Le 02 septembre 2016
La fin du délit d’entrée irrégulière (Article L621-2-2° du CESEDA)

Dans un arrêt du 7.06.2016 (affaire C-47/15, AFFUM), la CJUE (Cour de Justice de l'Union Européenne) considère qu'un Etat-Membre ne peut pas prévoir une peine d'emprisonnement du seul fait de l'entrée irrégulière par une frontière intérieure conduisant au séjour irrégulier.


Il y a lieu de rappeler que l'arrêt ACHUGBABIAN (CJUE du 6.12.2011) avait déjà considéré qu'il était impossible de prévoir une peine d'emprisonnement pour séjour irrégulier.


L'arrêt EL DRIDI (du 28.04.2011) avait rappelé que les Etats ne pouvaient appliquer une règlementation pénale susceptible de mettre en péril la réalisation des objectifs poursuivis par la directive retour.


Rappelons que la directive retour a pour objectif de mener à bien les mesures d'éloignement prises à l'encontre des étrangers en situation irrégulière.

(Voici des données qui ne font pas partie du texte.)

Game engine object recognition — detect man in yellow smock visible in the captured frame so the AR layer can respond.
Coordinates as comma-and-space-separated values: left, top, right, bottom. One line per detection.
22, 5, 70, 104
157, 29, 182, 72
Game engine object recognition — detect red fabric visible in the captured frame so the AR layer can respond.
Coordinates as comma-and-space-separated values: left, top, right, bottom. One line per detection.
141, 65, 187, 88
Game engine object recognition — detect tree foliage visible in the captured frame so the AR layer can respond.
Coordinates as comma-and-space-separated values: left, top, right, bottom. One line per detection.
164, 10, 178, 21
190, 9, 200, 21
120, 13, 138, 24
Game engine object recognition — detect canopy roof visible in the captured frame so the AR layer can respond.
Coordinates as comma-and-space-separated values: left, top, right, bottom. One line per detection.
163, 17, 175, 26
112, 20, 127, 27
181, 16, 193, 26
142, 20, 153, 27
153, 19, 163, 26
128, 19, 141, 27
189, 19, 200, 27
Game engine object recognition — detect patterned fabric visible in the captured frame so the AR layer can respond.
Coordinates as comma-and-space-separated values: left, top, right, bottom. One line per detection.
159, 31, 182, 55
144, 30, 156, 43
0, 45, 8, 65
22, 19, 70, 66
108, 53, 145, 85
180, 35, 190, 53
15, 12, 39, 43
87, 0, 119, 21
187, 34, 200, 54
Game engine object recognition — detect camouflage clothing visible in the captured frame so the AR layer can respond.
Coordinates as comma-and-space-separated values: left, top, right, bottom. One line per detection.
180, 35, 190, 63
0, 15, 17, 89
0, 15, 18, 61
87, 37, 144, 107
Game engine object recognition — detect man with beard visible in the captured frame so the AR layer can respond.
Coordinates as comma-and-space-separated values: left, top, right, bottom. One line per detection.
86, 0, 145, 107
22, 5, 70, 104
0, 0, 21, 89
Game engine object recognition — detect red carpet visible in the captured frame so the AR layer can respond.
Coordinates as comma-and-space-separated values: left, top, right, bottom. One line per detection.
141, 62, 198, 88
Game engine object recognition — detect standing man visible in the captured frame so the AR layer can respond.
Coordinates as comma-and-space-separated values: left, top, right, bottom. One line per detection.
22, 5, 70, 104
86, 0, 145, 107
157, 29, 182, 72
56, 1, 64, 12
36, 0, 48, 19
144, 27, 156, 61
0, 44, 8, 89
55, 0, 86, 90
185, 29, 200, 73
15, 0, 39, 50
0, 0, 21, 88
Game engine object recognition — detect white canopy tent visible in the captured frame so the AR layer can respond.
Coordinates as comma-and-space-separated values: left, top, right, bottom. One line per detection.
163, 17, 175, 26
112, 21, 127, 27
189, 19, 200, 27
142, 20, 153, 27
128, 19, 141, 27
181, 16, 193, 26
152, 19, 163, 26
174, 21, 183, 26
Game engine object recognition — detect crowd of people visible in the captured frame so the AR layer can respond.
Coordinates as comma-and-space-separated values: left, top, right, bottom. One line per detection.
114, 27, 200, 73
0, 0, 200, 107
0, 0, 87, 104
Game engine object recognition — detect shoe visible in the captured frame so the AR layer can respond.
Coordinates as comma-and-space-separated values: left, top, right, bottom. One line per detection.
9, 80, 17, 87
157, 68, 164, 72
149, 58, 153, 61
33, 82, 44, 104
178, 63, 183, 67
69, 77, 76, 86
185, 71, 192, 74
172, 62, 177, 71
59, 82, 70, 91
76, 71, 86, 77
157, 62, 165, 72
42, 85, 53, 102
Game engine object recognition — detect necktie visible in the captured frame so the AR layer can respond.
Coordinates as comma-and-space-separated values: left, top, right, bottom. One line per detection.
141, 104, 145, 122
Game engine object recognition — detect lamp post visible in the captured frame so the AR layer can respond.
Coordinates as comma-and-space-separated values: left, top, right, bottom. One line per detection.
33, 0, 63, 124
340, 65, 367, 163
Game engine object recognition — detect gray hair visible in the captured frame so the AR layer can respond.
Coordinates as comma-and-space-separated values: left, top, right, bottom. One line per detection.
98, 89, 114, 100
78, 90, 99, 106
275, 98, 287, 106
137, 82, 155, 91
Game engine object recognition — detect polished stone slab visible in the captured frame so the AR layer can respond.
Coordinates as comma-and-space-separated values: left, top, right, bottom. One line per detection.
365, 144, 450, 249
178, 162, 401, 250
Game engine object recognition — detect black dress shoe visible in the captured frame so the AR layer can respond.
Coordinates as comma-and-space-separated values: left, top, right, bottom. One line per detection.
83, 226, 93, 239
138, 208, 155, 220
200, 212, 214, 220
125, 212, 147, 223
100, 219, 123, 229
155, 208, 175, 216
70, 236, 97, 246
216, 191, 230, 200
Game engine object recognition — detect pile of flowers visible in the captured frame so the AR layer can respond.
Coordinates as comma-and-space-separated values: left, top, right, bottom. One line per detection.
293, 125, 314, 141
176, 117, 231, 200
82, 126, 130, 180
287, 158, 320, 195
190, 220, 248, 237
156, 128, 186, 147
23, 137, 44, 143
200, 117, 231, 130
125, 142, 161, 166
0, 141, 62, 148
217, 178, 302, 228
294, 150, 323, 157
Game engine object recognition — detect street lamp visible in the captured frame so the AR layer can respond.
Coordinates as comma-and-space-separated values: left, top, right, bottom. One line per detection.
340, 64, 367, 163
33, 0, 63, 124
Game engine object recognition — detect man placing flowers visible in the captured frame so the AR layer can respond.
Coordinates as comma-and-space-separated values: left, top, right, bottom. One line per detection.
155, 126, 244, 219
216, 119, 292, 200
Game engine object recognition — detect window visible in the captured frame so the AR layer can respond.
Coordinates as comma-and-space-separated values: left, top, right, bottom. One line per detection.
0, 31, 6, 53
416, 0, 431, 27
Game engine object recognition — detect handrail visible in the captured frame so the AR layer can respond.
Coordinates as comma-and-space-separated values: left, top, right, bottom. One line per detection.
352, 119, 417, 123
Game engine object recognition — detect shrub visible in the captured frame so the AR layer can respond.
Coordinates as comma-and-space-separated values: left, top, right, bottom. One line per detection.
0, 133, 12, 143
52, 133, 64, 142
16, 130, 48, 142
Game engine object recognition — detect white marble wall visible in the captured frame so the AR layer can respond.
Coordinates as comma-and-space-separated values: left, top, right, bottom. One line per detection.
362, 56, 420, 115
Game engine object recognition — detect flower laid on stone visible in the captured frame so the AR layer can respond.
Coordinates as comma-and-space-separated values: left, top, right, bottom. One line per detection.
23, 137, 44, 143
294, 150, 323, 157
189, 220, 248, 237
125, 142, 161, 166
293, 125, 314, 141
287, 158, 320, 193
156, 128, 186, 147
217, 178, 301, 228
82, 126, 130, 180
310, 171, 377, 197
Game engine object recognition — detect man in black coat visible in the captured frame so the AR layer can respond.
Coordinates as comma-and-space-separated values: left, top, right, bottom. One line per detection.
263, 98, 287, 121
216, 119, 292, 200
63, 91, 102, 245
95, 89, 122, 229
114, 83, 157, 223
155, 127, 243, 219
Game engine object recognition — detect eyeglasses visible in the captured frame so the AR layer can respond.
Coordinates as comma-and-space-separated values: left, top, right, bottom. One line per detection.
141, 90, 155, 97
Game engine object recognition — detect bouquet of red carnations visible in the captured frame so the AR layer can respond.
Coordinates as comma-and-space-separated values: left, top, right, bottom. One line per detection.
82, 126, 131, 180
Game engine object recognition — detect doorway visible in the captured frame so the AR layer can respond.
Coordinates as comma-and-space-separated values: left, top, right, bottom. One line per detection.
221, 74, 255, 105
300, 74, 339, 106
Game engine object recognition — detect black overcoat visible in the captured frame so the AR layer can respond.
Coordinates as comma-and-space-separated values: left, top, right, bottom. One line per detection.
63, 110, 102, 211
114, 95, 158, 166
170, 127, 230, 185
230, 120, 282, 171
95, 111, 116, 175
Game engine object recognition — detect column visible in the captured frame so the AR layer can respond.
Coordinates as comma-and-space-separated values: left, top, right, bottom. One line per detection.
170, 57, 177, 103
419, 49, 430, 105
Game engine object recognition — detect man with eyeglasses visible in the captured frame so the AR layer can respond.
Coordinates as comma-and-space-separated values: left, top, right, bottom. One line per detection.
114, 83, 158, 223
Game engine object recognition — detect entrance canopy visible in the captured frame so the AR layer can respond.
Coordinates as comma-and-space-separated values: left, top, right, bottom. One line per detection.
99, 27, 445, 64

Il y a lieu, également, de rappeller que, dans un avis n° 9000 du 5.06.2012, la Chambre Criminelle de la Cour de Cassation avait estimé qu'il n'était pas possible de placer un étranger en garde à vue du seul fait de l'entrée ou du séjour irrégulier prévus à l'article L621-1 du CESEDA; ce que la première Chambre Civile de la Cour de Cassation a repris dans ses arrêts du 8.07.2012.


L'ensemble de ces jurisprudences a conduit l'Etat français à légiférer afin de suprimer notamment le délit de séjour irrégulier (loi n° 2012-1560 du 31.12.2012 sur la retenue pour vérification du droit au séjour).


DEPUIS 2011/2012: il n'est plus possible de sanctionner pénalement ou de placer en garde à vue l'étranger  du seul fait de son séjour irrégulier!


L'arrêt du 7.06.2016 de la CJUE, en toute logique, met en évidence qu'il n'est pas possible de pénaliser la seule entrée irrégulière de l'étranger par une frontière intérieure tant que l'ensemble des mesures coercitives destinées à mettre en oeuvre la mesure d'éloignement n'ont pas été diligentées.


Le législateur va devoir réécrire la loi et modifier l'article L621-2 du CESEDA.


Cet arrêt ne remet nullement en cause la possibilité de placer en rétention un étranger en situation irrégulière ou de procéder, à son égard, à la mesure de retenue pour vérification du droit au séjour.


Mais la seule entrée irrégulière ne devrait plus permettre de sanction pénale.


Et oui, l'étranger sans papier ne saurait être considéré comme un délinquant du seul fait de son entrée et / ou séjour irrégulier!